I purchased this roast from Sam's Club, & because I had never prepared this prepackaged cryovac brand of roast before. I followed the directions on the package for roasting. Next time though I plan to use my own NO FAIL METHOD OF ROASTING, which are posted here. I had to improvise with the use of KITCHEN BOUQUET which is a browning & seasoning sauce. It is used in gravies & sauces, & worked very well on the outside of my pork roast, as I had never used it on the outside of a roast before. The roast was very moist,tender and juicy and had great flavor. It was a great Easter Dinner.

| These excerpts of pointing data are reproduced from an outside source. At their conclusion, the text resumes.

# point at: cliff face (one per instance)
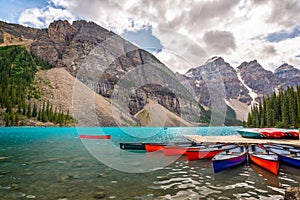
(287, 75)
(216, 74)
(103, 60)
(261, 81)
(158, 93)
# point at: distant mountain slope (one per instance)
(102, 60)
(243, 87)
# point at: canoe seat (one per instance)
(266, 152)
(228, 152)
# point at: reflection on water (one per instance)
(58, 166)
(271, 179)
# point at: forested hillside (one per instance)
(278, 110)
(20, 97)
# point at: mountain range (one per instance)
(129, 86)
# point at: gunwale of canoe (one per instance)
(239, 139)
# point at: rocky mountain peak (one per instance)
(284, 68)
(287, 75)
(260, 80)
(215, 73)
(216, 59)
(249, 66)
(61, 31)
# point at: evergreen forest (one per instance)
(20, 99)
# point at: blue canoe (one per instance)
(229, 158)
(289, 156)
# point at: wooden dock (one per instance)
(240, 140)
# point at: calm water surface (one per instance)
(52, 163)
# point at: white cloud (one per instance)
(43, 17)
(245, 20)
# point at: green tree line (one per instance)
(19, 99)
(280, 110)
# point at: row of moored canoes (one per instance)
(227, 155)
(269, 133)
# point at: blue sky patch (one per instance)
(144, 38)
(283, 35)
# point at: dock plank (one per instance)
(239, 139)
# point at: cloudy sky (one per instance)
(183, 33)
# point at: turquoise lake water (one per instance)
(53, 163)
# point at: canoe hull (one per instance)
(154, 147)
(174, 150)
(94, 137)
(220, 165)
(132, 146)
(251, 134)
(289, 160)
(270, 165)
(201, 154)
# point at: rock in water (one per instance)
(292, 193)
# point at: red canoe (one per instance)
(264, 159)
(154, 147)
(293, 133)
(94, 137)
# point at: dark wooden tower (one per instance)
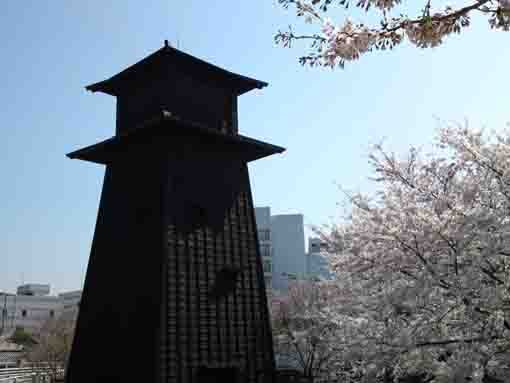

Provided by Rose Mary Mogan @cookinginillinois

Categories     Roasts

Number Of Ingredients 8

6 pound(s) french bone rack of pork
1 tablespoon(s) granulated garlic (good quality
1 tablespoon(s) lemon pepper (no salt added)
2 teaspoon(s) steak seasoning ( if not already seasoned)
2 teaspoon(s) kitchen boquet (optional)
1 bunch(es) parsley for garnish (optional)
2 medium lemons for garnish (optional)
4 - maraschino cherry halves garnish (optional)

Steps:

  • Preheat oven to 350 degrees F. Combine garlic powder, lemon pepper and steak seasoning, in a small bowl if you are using an unseasoned Roast. Season Roast on all sides. The roast I used was pre seasoned, but I wanted to add more flavor with the use of the garlic & lemon Pepper, I did not use any extra salt. ALLOW ROAST TO COME TO ROOM TEMPERATURE, BEFORE ROASTING for even cooking. I LEFT MINE ON COUNTER FOR AN HOUR AND 15 MINUTES.
  • I used a 12 inch cast iron grill skillet. Spray liberally with non stick cooking spray. Place roast in skillet with bones facing upwards. Cover with foil, then place in preheated oven and roast for 1 hour and 20 minutes or as directed on package.
  • Then Remove foil and continue roasting for an additional 30 minutes or until roast reaches an internal temperature of 155 degrees F. Remove from oven and allow to sit for at least 10 to 15 minutes, so juices can redistribute in roast. Add roast to a serving platter.
  • Garnish roast on a serving platter as desired. I used a V garnishing Tool to make the Lemon Flowers, then added maraschino cherry halves, and parsley greens as desired. Note if you don't have a V garnishing tool you can use a sharp paring knife by inserting into lemon in a V shape around the diameter of the lemon. GARNISHING IS OPTIONAL OF COURSE.
  • Carve between each bone with an electric or very sharp knife.
  • NOTE: IF ROAST HAS REACHED THE CORRECT INTERNAL TEMPERATURE, AND THE ROAST IS NOT BROWNED ENOUGH on the outside, YOU MAY WANT TO DO AS I DID, BY BRUSHING OUTSIDE OF ROAST WITH KITCHEN BOUQUET AND RETURN IT TO THE OVEN FOR 5 TO 10 MINUTES, JUST SO IT BROWNS AND IS BAKED INTO THE ROAST.